Domesticating Man: Ethnocide during the agricultural & industrial 'revolutions' (QUOTES)
Only a few hundred years ago, to work for a wage was considered demeaning, because you were a dependent, unable to provide directly for your own needs. In other words, your family-community was not allowed enough land to be self-sufficient in terms of food, fuel, etc; and make no mistake, this was the only way to get people to be 'industrious' - the threat of starvation.
The agricultural and industrial 'revolutions' were nothing to do with 'new' technology, nor were they intended to increase productive output - they were instead crude acts of political warfare, designed to undermine self-sufficient rural communities, turning free and independent folk into 'workers' (i.e. wage slaves) a title many still proudly hang around their own necks.

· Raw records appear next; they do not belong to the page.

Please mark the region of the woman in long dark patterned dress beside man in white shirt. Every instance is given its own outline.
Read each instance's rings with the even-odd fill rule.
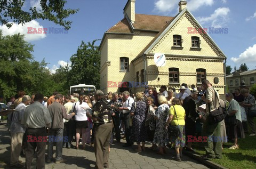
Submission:
[[[131,108],[131,116],[133,116],[131,139],[133,142],[137,142],[138,148],[135,149],[135,151],[138,152],[141,152],[142,150],[145,151],[145,141],[147,136],[147,129],[145,125],[147,105],[145,101],[142,101],[142,99],[143,93],[136,93],[137,101],[132,103]],[[142,142],[142,147],[140,142]]]

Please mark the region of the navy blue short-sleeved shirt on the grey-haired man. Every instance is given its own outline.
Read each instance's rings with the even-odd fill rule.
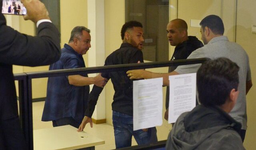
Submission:
[[[68,44],[62,48],[60,60],[50,65],[49,70],[85,67],[84,59]],[[88,77],[87,74],[82,76]],[[72,117],[82,122],[87,106],[89,86],[73,86],[68,76],[48,78],[47,96],[42,121],[52,121],[64,117]]]

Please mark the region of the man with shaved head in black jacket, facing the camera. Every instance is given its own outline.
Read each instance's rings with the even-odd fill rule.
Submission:
[[[171,60],[186,59],[194,50],[204,46],[196,36],[188,36],[188,25],[182,19],[174,19],[167,24],[167,37],[171,46],[176,46]],[[168,72],[172,72],[177,66],[170,66]],[[169,91],[166,88],[165,108],[166,112],[164,118],[168,120],[168,107],[169,107]]]

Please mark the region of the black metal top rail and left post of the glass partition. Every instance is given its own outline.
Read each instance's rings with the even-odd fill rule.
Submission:
[[[33,150],[33,118],[32,118],[32,79],[46,78],[54,76],[69,76],[76,74],[91,74],[99,72],[125,71],[144,68],[158,68],[166,66],[180,66],[187,64],[201,64],[209,58],[173,60],[165,62],[147,62],[140,64],[119,64],[110,66],[74,68],[62,70],[50,70],[42,72],[28,72],[14,74],[14,80],[18,80],[19,87],[19,110],[21,128],[25,136],[25,140],[30,150]]]

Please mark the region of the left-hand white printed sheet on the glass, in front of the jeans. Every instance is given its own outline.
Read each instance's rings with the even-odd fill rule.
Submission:
[[[133,130],[162,125],[163,78],[133,82]]]

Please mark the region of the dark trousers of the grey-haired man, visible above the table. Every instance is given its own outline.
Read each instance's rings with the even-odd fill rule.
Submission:
[[[75,128],[79,128],[80,124],[81,122],[77,122],[72,117],[65,117],[65,118],[60,118],[58,120],[52,120],[53,127],[70,125],[70,126],[74,126]]]

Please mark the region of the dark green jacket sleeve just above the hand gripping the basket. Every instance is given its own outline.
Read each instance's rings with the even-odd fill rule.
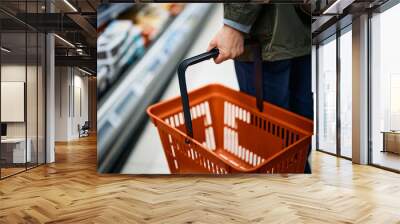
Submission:
[[[224,23],[248,33],[261,7],[260,4],[226,3],[224,4]]]

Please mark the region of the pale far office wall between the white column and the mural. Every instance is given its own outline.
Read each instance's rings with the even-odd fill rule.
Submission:
[[[79,137],[78,124],[88,120],[88,78],[71,67],[56,67],[55,73],[55,140],[70,141]]]

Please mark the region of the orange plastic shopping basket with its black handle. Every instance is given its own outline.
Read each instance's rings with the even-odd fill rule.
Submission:
[[[171,173],[304,173],[311,120],[222,85],[187,93],[186,68],[217,55],[213,49],[184,60],[181,97],[147,110]],[[255,65],[260,68],[261,60]]]

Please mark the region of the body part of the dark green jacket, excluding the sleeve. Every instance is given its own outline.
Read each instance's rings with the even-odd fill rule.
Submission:
[[[288,4],[265,5],[259,13],[250,37],[260,42],[264,61],[311,53],[311,18],[308,23],[295,7]],[[238,59],[252,61],[251,55],[250,49],[245,47],[244,54]]]

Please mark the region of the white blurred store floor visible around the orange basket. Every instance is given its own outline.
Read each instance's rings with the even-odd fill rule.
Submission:
[[[185,58],[203,53],[210,39],[222,26],[222,4],[216,4],[216,9],[204,21],[198,38],[192,43],[191,49]],[[188,90],[199,88],[210,83],[220,83],[225,86],[238,89],[232,61],[216,65],[212,60],[202,62],[188,69]],[[175,74],[161,100],[179,96],[178,77]],[[139,141],[132,149],[121,173],[126,174],[167,174],[168,164],[164,156],[163,148],[157,129],[148,121],[143,128]]]

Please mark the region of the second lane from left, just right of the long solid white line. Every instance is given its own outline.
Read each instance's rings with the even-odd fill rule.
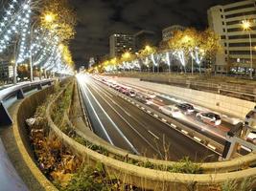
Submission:
[[[128,141],[136,149],[137,154],[144,155],[147,157],[154,157],[158,155],[159,151],[151,147],[147,141],[141,135],[137,134],[133,129],[134,124],[131,124],[125,114],[122,114],[119,110],[114,108],[114,103],[112,100],[107,100],[107,97],[102,92],[97,92],[93,85],[89,85],[90,91],[98,99],[102,107],[107,108],[107,114],[112,118],[116,126],[119,128],[120,132],[124,135],[120,138],[120,141]],[[134,152],[134,151],[133,151]]]

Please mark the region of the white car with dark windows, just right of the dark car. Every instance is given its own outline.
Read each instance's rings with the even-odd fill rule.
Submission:
[[[211,123],[216,126],[221,125],[221,117],[212,112],[199,112],[196,117],[206,123]]]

"In the past, if anyone called a tradesman a worker, he risked a brawl. Today, when they are told that workers are what is best in the state, they all insist on being workers." M. Mav. 1948.
"It was the sad fate of the English poor to be the first to be subjected to the unmitigated brutality of this developing social mechanism. It goes without saying that they considered this fate an absolute degradation, and those who accepted it were scorned by their peers. At the time of the Levellers, it was already commonly considered that those who sold their labor for a salary had abandoned all the rights of "free-born Englishmen." Leopold Roc, Industrial Domestication.
"Poverty is therefore a most necessary and indispensable ingredient in society. It is the source of wealth, since without poverty, there could be no labour; there could be no riches... no benefit to those who may be possessed of wealth." Patrick Colquhoun, enclosure supporter and founder of the first police force.
"…everyone but an idiot knows that the lower classes must be kept poor, or they will never be industrious." Arthur Young, top economist of his day, 1771.
"The military arts were applied to industry, and factories were literally modelled after prisons, which in effect made their appearance at the same time." Ashton, 1725.
"Hunger is not only a peaceable, silent, unremitted pressure, but as the most natural motive to industry, it calls forth the most powerful exertions. . . . Hunger will tame the fiercest animals, it will teach decency and civility, obedience and subjugation to the most brutish, the most obstinate, and the most perverse.” Reverend Joseph Townsend.